Calcium carbonate is naturally found in rock and mineral formations. (Four percent of the Earth’s crust is comprised of the substance.) Calcium carbonate is slightly water soluble, and is thereby leached into natural water systems, resulting in “hard” water. Limestone and chalk are comprised of calcium carbonate– as are coral reefs. The mineral is typically procured via mining and quarrying. Calcium carbonate exists as limestone, chalk, and dolomite, and typically includes impurities like clay.
Lauded among many industries for its use, calcium carbonate is a keyplayer in the following industries:
1. Calcium Carbonate in the Garden
The foremost ingredient in garden lime (commonly referred to as agricultural lime) that is responsible for sedating harmful soil acidity is calcium carbonate. The compound also improves the quality of the soil for surrounding plant life. Calcium carbonate (as you may have guessed) bestows plants with a (1) healthy source of calcium, (2) pH balancing properties, (3) increases water retention ability within acidic soils, and (4) encourages absorption of crucial nutrients including nitrogen, potassium, and phosphorus despite being rooted in acidic soils.
2. Calcium Carbonate’s Role in Construction & Cement Making
Did you know you walk on calcium carbonate every day? Calcium carbonate is a keystone building material in the construction industry, largely leveraged in cement production. The substance is typically utilized in its limestone state for these purposes. In addition to cement constructs, calcium carbonate is relied upon heavily in laying the foundation for road construction. The substance is frequently used to help soil firm up, allowing for the erection of bridges, homes, and towering edifices.

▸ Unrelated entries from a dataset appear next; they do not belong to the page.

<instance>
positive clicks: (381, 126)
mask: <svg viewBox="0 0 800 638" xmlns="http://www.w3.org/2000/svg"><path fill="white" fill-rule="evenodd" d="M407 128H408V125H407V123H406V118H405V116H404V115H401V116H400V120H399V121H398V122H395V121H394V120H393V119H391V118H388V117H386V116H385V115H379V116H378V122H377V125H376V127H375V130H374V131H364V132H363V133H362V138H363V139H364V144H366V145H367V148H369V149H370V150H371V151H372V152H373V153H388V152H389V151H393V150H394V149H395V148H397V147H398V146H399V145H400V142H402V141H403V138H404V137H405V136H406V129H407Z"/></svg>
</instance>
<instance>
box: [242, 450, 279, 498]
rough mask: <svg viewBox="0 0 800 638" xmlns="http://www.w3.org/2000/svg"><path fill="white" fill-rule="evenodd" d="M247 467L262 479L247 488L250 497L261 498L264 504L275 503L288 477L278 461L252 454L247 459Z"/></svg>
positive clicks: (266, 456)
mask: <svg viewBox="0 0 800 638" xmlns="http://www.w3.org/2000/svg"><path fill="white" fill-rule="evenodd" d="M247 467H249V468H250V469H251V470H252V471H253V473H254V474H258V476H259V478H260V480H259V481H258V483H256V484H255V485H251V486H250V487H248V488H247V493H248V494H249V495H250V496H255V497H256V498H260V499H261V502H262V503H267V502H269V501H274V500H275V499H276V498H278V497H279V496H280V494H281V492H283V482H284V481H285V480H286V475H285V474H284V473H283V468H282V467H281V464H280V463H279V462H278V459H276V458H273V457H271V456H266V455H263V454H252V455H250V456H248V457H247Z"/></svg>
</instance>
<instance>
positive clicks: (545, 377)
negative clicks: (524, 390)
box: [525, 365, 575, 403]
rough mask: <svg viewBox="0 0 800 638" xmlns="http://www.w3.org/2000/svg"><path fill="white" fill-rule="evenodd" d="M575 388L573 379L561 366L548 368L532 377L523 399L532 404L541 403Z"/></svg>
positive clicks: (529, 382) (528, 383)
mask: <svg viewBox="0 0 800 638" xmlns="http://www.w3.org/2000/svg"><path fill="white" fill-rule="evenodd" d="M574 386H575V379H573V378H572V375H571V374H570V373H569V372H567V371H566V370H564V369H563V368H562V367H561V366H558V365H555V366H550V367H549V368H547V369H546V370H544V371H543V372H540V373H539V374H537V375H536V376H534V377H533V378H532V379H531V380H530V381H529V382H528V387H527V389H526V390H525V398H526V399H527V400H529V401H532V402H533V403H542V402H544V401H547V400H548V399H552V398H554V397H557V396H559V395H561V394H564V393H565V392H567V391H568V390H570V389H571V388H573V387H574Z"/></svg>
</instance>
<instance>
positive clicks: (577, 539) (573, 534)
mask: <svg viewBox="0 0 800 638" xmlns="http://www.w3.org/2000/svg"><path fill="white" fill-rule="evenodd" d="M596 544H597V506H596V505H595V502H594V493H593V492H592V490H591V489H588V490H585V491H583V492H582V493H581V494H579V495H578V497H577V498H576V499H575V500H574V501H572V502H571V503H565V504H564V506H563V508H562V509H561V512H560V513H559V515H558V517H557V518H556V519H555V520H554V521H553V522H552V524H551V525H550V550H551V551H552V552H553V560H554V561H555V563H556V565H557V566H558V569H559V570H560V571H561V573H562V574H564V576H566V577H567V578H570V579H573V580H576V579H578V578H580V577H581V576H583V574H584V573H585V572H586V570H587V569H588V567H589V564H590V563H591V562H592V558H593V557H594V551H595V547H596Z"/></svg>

Large clusters of calcium carbonate are typically used to satisfy a need for considerable aggregates; reacting with soil, lime helps clay to cement (almost literally) and create tighter compounds. Additionally, the firming effect of calcium carbonate allows large construction vehicles to more easily traverse construction worksites.
Expanding upon calcium carbonate’s inclusion in cement production, the principal form utilized in cement preparation is limestone. Cement at its essence is comprised of calcium silicates and calcium sulfate.
3. Use Calcium Carbonate to Combat Acid Rain in Water Systems
Studies show calcium carbonate helps allay the damaging effects of acid rain throughout the entire within river water ecosystems. The United States currently treats acidic waterways with a sprinkling of finely powdered calcium carbonate to neutralize noxious acids. Scandinavia and Scotland also leverage calcium carbonate in this manner. Limestone deposits are used in the treatment of unplanted areas surrounding affected lakes and water bodies. Think of the limestone as a barrier, neutralizing the acidity which may have leached into surrounding soil beds.
4. Living Organisms Need Calcium Carbonate for Bone & Teeth Formation
And you’re one of them! Did you know your teeth and bones are made from a healthy dose of calcium carbonate? Likewise, plants and animals use the mineral to construct their skeletons and shells. Animals most notable for this include snails, coral, pearls, turtles, and other shelled creatures. Calcium carbonate is again redeposited into the soil upon the death of plants and animals hosting the substance.
Factoid: Egg shells are mostly comprised of calcium carbonate. 95 percent, to be exact.